July 21, 2010
Planning for U.S. Persons Inheriting Offshore Trust Structures
- July 21, 2010
- Publication: Journal of International Taxation
- Related Attorneys: Paul Marcotte, Jr.
- Related Practice Areas: Tax: Business, Tax: Individual
The Internal Revenue Code (Code) can greatly complicate matters for U.S. persons with overseas activities or holdings. In particular, the failure of these persons to comply with various return filing requirements under federal law can produce harsh monetary penalties and possible criminal sanctions. This article discusses some of the more important of these requirements and applies them to the example that follows.
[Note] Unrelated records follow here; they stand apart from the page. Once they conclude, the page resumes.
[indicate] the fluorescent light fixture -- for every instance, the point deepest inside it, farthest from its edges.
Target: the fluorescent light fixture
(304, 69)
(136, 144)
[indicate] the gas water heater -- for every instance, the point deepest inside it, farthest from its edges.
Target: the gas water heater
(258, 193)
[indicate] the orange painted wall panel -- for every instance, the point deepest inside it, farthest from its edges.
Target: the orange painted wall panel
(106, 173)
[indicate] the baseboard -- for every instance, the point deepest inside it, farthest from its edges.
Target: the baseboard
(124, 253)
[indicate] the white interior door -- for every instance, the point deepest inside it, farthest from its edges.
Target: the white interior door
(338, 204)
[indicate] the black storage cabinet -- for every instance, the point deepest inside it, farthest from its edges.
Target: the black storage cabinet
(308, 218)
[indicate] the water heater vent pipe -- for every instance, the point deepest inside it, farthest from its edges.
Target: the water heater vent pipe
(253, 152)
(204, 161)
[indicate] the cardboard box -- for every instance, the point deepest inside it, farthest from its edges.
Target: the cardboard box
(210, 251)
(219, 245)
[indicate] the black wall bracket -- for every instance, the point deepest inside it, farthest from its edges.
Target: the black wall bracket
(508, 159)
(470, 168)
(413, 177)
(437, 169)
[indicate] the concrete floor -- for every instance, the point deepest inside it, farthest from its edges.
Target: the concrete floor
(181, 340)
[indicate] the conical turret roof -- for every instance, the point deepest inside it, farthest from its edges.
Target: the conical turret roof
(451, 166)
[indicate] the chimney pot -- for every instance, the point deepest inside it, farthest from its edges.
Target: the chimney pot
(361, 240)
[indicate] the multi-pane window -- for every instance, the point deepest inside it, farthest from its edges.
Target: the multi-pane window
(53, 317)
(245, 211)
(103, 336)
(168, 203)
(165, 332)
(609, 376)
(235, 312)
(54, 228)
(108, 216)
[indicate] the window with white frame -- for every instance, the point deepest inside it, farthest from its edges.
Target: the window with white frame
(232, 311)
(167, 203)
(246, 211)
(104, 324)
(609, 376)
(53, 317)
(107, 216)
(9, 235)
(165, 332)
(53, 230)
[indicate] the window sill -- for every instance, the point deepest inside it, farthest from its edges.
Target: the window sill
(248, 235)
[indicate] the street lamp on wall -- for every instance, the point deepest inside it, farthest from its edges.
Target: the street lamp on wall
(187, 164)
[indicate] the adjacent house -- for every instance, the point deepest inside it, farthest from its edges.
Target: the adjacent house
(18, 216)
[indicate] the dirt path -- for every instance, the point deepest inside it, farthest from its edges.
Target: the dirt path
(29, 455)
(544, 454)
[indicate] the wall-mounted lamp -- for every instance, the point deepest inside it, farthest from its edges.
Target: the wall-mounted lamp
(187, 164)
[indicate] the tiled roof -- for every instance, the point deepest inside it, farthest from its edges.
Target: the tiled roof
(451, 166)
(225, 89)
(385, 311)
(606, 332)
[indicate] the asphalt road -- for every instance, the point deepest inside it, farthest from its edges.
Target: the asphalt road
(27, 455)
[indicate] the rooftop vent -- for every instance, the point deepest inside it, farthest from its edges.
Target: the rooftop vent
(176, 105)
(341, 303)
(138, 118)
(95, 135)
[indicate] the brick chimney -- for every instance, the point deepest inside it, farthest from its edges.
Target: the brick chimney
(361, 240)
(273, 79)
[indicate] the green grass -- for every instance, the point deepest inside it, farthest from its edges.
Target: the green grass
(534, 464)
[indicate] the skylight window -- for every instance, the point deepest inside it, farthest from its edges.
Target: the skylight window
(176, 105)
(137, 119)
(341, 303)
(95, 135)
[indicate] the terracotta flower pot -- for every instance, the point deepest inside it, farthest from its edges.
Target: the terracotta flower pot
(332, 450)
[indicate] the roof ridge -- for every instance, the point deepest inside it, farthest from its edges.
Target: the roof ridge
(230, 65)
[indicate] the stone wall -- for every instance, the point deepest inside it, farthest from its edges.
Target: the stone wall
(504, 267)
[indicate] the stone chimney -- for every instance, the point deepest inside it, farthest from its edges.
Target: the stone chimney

Jean-Paul just learned that his Uncle Pierre in France has died, leaving him the sole beneficiary of the Gemini Trust. Jean-Paul, although born in France, came to the United States as a student, married a U.S. citizen, and in time became a naturalized citizen himself. Pierre established the Gemini Trust years ago in Jersey (one of the Channel Islands) since France does not recognize personal trusts. This structure allowed Pierre to avoid French forced heirship laws that otherwise limited his testamentary freedom. The Gemini Trust also allowed Pierre a means to shield his global wealth held outside of France from excessive taxation there, including the despised impôt de solidarité sur la fortune (French wealth tax). A private trust company in Jersey serves as a trustee. The Gemini Trust owns bank and brokerage accounts in a Swiss bank and some private offshore holding companies, each of which owns prime commercial property in a major European city.